Questa parola “moderato” che l’agenzia di stampa AP continua a belare è ovviamente una totale assurdità. Stare in mezzo tra due partiti guerrafondai corporativi non ti rende un moderato, ti rende un guerrafondaio corporativista. Flournoy non è più “moderata” dei “ribelli moderati” in Siria che i mass media come AP hanno elogiato per anni fino a quando è diventato innegabile che erano in  gran parte affiliati di Al Qaeda. L’unico motivo per cui una posizione del genere può essere descritta come mainstream e moderata è perché sono state investite vaste fortune per farlo in questo modo.

‘Angelo della morte’

Come abbiamo discusso di recente, la Flournoy è un imperialista assetata di sangue e profittatrice della guerra che gli attivisti per la pace Medea Benjamin e Nicolas JS Davies hanno accuratamente etichettato come un “angelo della morte” per l’impero americano. Come leader del ridicolmente intitolato Dipartimento della “Difesa” ci si può aspettare che sovrintenda agli stessi programmi di dominio globale unipolare a spese di fiumi di sangue come i suoi predecessori, più o meno esattamente negli stessi modi.

Non c’è niente di speciale o degno di nota in un ghoul omicida che sale in cima a una macchina da guerra che può essere gestita solo da ghoul assassini. Ma poiché Michele Flournoy è una donna, vedremo la sua nomina a segretario della “difesa” applaudita e sostenuta come un importante punto di riferimento per le donne da una classe politico / mediatica che non si è mai interessata alle donne oltre alla loro capacità di far girare gli ingranaggi della macchina.

E ovviamente i manager narrativi dell’establishment stanno già ingrassando le ruote per quell’applauso.

“I progressisti bianchi che addestrano il loro fuoco su donne di colore che sono allo studio per guidare i dipartimenti della nat sec (national Securety-ndt.) mi mettono profondamente a disagio per la loro alleanza per quelle comunità”, ha  twittato la collaboratrice di MSNBC (Il canale televisivo USA via cavo di notizie h24-ndt.) Mieke Eoyang. “Soprattutto quando la comunità nat sec è dominata da uomini bianchi.”

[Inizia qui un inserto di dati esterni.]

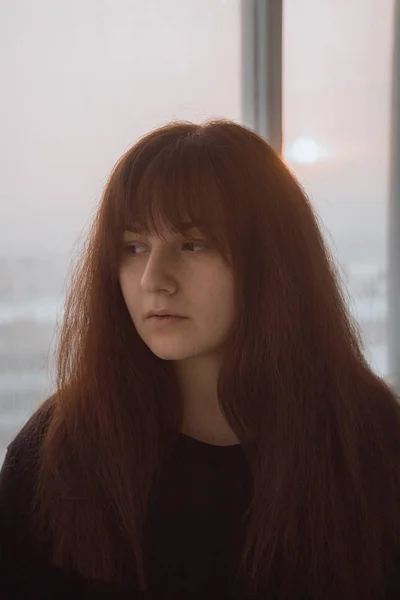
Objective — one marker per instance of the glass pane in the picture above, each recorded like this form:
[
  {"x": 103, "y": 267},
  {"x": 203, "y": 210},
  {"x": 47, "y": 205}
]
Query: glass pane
[
  {"x": 81, "y": 81},
  {"x": 337, "y": 95}
]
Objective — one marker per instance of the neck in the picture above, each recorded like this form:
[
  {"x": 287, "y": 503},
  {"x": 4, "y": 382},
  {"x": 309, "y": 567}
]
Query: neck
[{"x": 202, "y": 417}]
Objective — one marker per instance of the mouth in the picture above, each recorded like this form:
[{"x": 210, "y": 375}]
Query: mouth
[
  {"x": 162, "y": 314},
  {"x": 164, "y": 320}
]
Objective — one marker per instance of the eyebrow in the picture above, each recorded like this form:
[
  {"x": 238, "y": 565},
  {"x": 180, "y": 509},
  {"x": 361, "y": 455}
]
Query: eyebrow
[{"x": 182, "y": 227}]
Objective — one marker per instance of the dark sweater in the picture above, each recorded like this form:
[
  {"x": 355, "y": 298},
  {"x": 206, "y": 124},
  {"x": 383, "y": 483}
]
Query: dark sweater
[{"x": 193, "y": 539}]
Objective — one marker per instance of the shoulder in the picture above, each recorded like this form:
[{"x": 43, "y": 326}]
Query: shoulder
[{"x": 18, "y": 469}]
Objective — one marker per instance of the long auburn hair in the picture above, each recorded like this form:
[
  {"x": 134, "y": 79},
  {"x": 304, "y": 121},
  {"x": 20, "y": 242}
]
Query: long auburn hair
[{"x": 320, "y": 430}]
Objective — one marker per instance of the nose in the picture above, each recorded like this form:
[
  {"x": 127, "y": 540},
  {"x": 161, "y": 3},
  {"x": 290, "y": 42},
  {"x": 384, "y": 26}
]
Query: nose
[{"x": 159, "y": 274}]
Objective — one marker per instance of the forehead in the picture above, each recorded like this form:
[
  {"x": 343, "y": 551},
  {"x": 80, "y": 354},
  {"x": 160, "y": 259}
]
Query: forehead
[{"x": 161, "y": 230}]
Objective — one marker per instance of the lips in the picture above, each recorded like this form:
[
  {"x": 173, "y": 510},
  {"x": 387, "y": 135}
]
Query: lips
[{"x": 162, "y": 313}]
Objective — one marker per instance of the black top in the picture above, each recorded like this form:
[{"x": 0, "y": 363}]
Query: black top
[{"x": 193, "y": 540}]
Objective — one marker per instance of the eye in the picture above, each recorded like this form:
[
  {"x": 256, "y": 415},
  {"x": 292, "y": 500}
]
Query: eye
[
  {"x": 134, "y": 248},
  {"x": 196, "y": 246}
]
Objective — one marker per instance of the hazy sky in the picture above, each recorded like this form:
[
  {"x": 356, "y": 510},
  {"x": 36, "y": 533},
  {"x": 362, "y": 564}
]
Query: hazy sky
[{"x": 82, "y": 79}]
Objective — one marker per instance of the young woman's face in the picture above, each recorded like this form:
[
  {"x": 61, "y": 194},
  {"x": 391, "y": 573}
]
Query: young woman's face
[{"x": 177, "y": 274}]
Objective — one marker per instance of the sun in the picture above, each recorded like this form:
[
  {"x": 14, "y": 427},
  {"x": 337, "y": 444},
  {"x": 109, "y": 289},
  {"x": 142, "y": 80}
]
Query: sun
[{"x": 305, "y": 151}]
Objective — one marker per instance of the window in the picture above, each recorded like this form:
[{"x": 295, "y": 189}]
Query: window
[
  {"x": 337, "y": 100},
  {"x": 82, "y": 80}
]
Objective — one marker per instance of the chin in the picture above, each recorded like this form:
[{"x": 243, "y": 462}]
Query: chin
[{"x": 171, "y": 353}]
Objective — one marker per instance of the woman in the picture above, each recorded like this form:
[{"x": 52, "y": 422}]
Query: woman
[{"x": 216, "y": 431}]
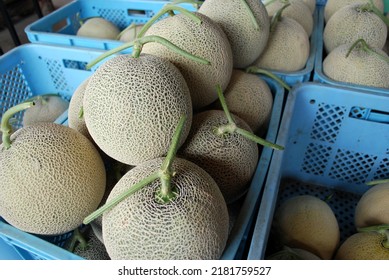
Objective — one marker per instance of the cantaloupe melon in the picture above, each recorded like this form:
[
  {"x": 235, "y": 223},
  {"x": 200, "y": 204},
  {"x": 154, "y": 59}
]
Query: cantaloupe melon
[
  {"x": 351, "y": 23},
  {"x": 206, "y": 40},
  {"x": 247, "y": 39},
  {"x": 307, "y": 222},
  {"x": 131, "y": 106},
  {"x": 287, "y": 49},
  {"x": 297, "y": 10},
  {"x": 47, "y": 109},
  {"x": 360, "y": 67},
  {"x": 98, "y": 27},
  {"x": 192, "y": 226},
  {"x": 332, "y": 6},
  {"x": 372, "y": 207},
  {"x": 249, "y": 97},
  {"x": 230, "y": 159},
  {"x": 51, "y": 177},
  {"x": 364, "y": 246}
]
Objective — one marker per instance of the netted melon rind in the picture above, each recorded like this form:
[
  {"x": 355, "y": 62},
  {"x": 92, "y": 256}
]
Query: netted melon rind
[{"x": 193, "y": 226}]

Assassino di massa in Spanx

Diciamolo prima che inizi la parata del potere femminile: la prima donna a guidare la macchina da guerra degli Stati Uniti non sarà una pioniera rivoluzionaria delle conquiste femministe. Sarà un’assassina di massa che indossa Spanx (Collant modellanti statunitensi-ndt.). La sua nomina non sarà un progresso per le donne, sarà l’imperialismo in pompa magna.

Il femminismo mainstream moderno ha abbandonato gli interessi delle donne così completamente in quasi tutte le sfere di importanza che è diventato in gran parte solo superficialmente distinto dal patriarcato a cui pretende di opporsi. La difficile situazione di madri, donne anziane, ragazze, tutori e mogli è stata quasi completamente eliminata dal discorso popolare, concentrandosi invece sulle discussioni sul fatto che le donne siano adeguatamente ricompensate per il loro servizio al Dio del capitalismo, o su come “sei qualificata quanto gli uomini per uccidere migliaia di persone alla volta”.

Invece di lottare per correggere gli squilibri sociali che sono risultati da millenni di dominio maschile della società, il femminismo mainstream ora promuove e applaude gli aspetti peggiori di questi squilibri. Invece di lottare per aiutare le donne a uscire dalla situazione impossibile per cui dovrebbero essere contemporaneamente capitaliste di successo e buone madri in un sistema economico in cui le famiglie non possono sopravvivere con un unico reddito, con bambini e anziani che vengono trascurati, ottenere titoli sui guerrafondai assassini, “rompere le barriere” e pensare pezzi su come dovrebbe essere consentito alle donne di ereditare fortune…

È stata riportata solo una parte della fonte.